Following injections of horseradish peroxidase into the PVN, retrogradely filled cells were found in regions of the limbic system known to contain glucocorticoid concentrating neurons [4, 31, 44]. To determine if these regions which include the lateral septum, medial amygdala and ventral subiculum have a monosynaptic input to vasopressin neurons we developed a double label ultrastructural technique [20] to simultaneously visualize immunoreactive neuropeptide and anterogradely transported HRP. Following injections of tracer into all three of these regions, HRP labeled fibers were seen at the light microscopic level to form a halo in the perinuclear, cell poor zone around the PVN. Ultrastructural examination of this area resulted in the discovery of a small number of limbic system synapses on vasopressin dendrites. These synapses were most numerous in the ventral and medial portion of the cell poor zone. A similar pattern of innervation was seen for the supraoptic and suprachiasmatic nucleic which also contain vasopressin cells whose dendrites extend beyond the nuclear boundaries. In a similar fashion we were interested in determining the distribution of noradrenergic terminals on vasopressin neurons in the various subnuclei of the PVN. We have combined immunocytochemistry for vasopressin with radioautography for 3H-norepinephrine (NE) at the ultrastructural level. NE terminals were numerous in the periventricular zone, innervating both vasopressin containing dendrite and non-immunoreactive dendrites and cell bodies. The vasopressin dendrites could originate from cells either resident in the periventricular zone or from cells situated in more lateral subnuclei. In the main, lateral magnocellular region, noradrenergic terminals were very few in number and innervated almost exclusively non-vasopressin containing structures. These studies demonstrate the need for ultrastructural analysis of synaptic input to neurosecretory cells.

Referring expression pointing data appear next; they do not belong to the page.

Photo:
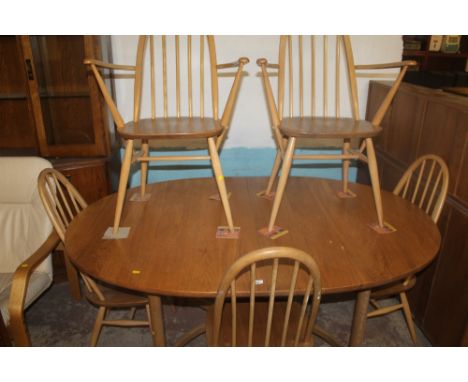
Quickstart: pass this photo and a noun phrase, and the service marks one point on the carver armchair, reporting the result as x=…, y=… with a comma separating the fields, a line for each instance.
x=183, y=70
x=317, y=105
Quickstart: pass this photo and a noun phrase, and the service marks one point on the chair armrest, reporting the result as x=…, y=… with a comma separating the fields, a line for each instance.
x=263, y=63
x=102, y=86
x=228, y=108
x=235, y=64
x=19, y=288
x=108, y=65
x=388, y=65
x=377, y=119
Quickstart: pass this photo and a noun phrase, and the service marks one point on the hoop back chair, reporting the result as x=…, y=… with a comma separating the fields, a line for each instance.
x=306, y=108
x=26, y=242
x=277, y=312
x=177, y=120
x=63, y=202
x=425, y=184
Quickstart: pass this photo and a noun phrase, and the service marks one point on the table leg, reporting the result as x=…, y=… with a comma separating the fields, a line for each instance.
x=359, y=318
x=157, y=322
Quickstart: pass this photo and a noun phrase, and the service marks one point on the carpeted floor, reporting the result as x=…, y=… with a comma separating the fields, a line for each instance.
x=57, y=320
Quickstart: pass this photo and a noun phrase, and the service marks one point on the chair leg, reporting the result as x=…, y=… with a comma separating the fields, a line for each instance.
x=359, y=318
x=287, y=161
x=218, y=172
x=144, y=168
x=124, y=173
x=374, y=175
x=132, y=313
x=148, y=314
x=98, y=325
x=274, y=172
x=73, y=278
x=409, y=318
x=345, y=168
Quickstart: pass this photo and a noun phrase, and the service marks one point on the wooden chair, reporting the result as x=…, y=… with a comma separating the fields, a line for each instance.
x=26, y=242
x=298, y=71
x=173, y=122
x=424, y=183
x=63, y=202
x=276, y=312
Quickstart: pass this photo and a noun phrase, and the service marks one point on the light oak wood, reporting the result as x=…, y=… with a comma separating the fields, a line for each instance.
x=171, y=127
x=289, y=321
x=179, y=256
x=311, y=126
x=63, y=203
x=425, y=184
x=17, y=327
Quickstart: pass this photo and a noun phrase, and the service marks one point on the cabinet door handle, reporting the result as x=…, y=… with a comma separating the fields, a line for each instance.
x=29, y=70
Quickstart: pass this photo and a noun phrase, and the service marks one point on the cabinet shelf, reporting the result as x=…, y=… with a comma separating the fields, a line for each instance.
x=423, y=53
x=44, y=94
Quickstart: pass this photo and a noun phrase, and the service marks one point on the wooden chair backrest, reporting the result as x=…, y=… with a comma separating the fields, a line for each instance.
x=62, y=203
x=319, y=69
x=282, y=282
x=425, y=183
x=179, y=73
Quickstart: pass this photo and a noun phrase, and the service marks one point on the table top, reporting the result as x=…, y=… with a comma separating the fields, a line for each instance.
x=172, y=250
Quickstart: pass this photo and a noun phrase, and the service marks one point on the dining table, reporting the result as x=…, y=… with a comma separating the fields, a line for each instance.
x=172, y=249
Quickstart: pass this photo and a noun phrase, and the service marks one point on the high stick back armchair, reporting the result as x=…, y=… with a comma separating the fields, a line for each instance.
x=174, y=61
x=281, y=308
x=317, y=99
x=62, y=203
x=425, y=184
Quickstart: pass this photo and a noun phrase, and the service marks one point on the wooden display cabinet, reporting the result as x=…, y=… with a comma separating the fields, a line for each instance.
x=437, y=60
x=424, y=121
x=50, y=106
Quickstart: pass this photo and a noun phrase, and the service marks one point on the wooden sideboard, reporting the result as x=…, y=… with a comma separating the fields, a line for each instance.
x=422, y=121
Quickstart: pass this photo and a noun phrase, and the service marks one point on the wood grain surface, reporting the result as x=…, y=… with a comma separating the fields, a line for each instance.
x=172, y=249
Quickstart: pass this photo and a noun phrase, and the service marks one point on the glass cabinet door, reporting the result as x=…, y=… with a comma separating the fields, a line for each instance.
x=17, y=128
x=67, y=108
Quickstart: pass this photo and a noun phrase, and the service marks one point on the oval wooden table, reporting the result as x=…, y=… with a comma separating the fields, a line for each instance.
x=171, y=249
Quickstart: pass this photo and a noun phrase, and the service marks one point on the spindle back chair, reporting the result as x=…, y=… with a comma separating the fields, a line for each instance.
x=317, y=100
x=288, y=282
x=425, y=184
x=172, y=65
x=63, y=203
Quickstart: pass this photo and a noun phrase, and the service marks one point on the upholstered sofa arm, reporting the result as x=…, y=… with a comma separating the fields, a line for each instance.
x=19, y=288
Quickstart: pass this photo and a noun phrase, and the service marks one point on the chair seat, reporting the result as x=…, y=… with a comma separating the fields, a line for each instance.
x=117, y=298
x=171, y=128
x=394, y=288
x=325, y=127
x=260, y=321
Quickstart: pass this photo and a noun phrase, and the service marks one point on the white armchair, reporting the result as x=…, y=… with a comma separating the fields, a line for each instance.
x=26, y=240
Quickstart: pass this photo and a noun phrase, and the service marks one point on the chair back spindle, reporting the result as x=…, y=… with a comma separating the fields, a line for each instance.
x=63, y=203
x=425, y=183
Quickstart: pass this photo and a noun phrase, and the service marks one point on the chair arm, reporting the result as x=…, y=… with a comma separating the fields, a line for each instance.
x=388, y=65
x=102, y=86
x=235, y=64
x=378, y=117
x=228, y=108
x=263, y=63
x=19, y=289
x=108, y=65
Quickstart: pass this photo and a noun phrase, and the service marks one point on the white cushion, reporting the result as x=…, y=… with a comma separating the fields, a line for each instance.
x=24, y=223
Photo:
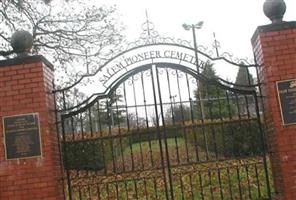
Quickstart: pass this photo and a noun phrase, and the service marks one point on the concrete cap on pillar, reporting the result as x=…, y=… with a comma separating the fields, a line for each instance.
x=274, y=10
x=21, y=42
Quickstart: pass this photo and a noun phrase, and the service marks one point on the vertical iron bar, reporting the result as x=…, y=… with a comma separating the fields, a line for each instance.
x=159, y=135
x=58, y=135
x=165, y=136
x=263, y=148
x=182, y=115
x=239, y=182
x=65, y=158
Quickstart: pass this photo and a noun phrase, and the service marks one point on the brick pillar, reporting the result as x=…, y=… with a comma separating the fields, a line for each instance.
x=275, y=50
x=25, y=87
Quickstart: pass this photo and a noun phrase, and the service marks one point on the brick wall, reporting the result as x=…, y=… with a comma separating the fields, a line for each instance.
x=25, y=88
x=275, y=50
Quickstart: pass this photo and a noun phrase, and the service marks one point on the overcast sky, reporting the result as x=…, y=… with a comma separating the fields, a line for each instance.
x=233, y=21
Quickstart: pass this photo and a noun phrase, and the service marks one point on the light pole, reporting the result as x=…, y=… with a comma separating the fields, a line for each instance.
x=187, y=27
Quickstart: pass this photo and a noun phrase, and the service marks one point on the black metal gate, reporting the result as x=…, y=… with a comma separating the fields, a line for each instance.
x=164, y=131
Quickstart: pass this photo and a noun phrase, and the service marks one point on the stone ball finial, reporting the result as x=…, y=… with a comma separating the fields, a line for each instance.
x=21, y=42
x=274, y=10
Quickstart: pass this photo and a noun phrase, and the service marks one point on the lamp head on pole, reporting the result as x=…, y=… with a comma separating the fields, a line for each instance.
x=190, y=26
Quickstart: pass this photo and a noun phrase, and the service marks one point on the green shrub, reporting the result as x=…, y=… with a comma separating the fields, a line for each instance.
x=228, y=138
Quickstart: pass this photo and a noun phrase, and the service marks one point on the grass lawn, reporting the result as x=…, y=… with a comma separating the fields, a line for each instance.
x=136, y=173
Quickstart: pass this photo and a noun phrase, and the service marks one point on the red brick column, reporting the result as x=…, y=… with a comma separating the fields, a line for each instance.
x=275, y=50
x=25, y=87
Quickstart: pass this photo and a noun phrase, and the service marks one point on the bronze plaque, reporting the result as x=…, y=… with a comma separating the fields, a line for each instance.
x=287, y=98
x=22, y=138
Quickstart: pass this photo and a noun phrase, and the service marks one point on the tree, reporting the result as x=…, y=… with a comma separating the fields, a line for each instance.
x=243, y=77
x=70, y=35
x=211, y=98
x=178, y=114
x=243, y=80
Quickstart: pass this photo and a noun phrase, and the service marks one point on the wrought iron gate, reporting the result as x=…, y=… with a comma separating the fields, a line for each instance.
x=164, y=131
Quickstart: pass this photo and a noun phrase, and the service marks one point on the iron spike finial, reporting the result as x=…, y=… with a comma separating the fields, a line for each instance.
x=274, y=10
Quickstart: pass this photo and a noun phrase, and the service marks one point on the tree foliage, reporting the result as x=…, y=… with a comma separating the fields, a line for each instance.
x=69, y=35
x=211, y=97
x=243, y=77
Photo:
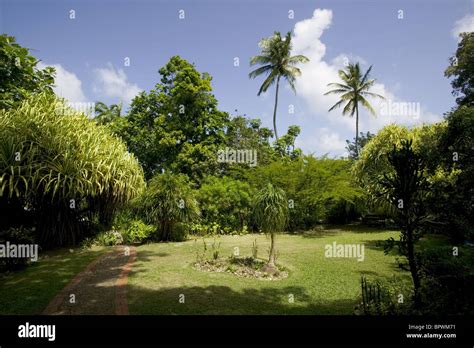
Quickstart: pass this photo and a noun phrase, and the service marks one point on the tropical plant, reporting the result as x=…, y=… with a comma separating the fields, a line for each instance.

Adrenal steroids as modulators of nerve cell function

Adrenal steroids modulate the function of nerve cells. Some, but not all actions of these steroids take place after binding to intracellular receptor systems and translocation of the steroid-receptor complex into the cell nucleus. Studies on the rat brain revealed heterogeneity of receptors. One population of receptor sites is present in abundance in extrahypothalamic limbic brain regions, e.g. neurons of the hippocampus, septum and amygdala. This neuronal receptor system displays a stringent binding specificity towards corticosterone, which is the naturally occurring glucocorticoid of the rat. Focussing the studies on the corticosterone receptor system in hippocampal neurons has provided further insight in the understanding of some of the actions of the steroid. Certain hippocampus-associated behaviors and indices of neurotransmission (serotonin) were disturbed after removal of the adrenals, but selectively restored after replacement with a low dose of corticosterone. The specificity, localization and dose-dependency of the corticosterone action on behavior and neurotransmission corresponds to the properties of its receptor system. The responsiveness to corticosterone is altered after changes in number of receptor sites. Chronic stress or high doses of exogenous corticosterone cause a long-term reduction. Other factors involved in regulation of receptor number are the neurotransmitter serotonin and neuropeptides related to ACTH and vasopressin. These substances restore changes in number of hippocampal corticosterone receptor sites due to aging, endocrine or neural deficiencies. Our results show that the number of corticosterone receptors is a sensitive index for brain functioning. Thus, the receptor system mediates some of the modulatory actions of corticosterone on nerve cell function and it may adjust its capacity under the influence of neural and endocrine factors.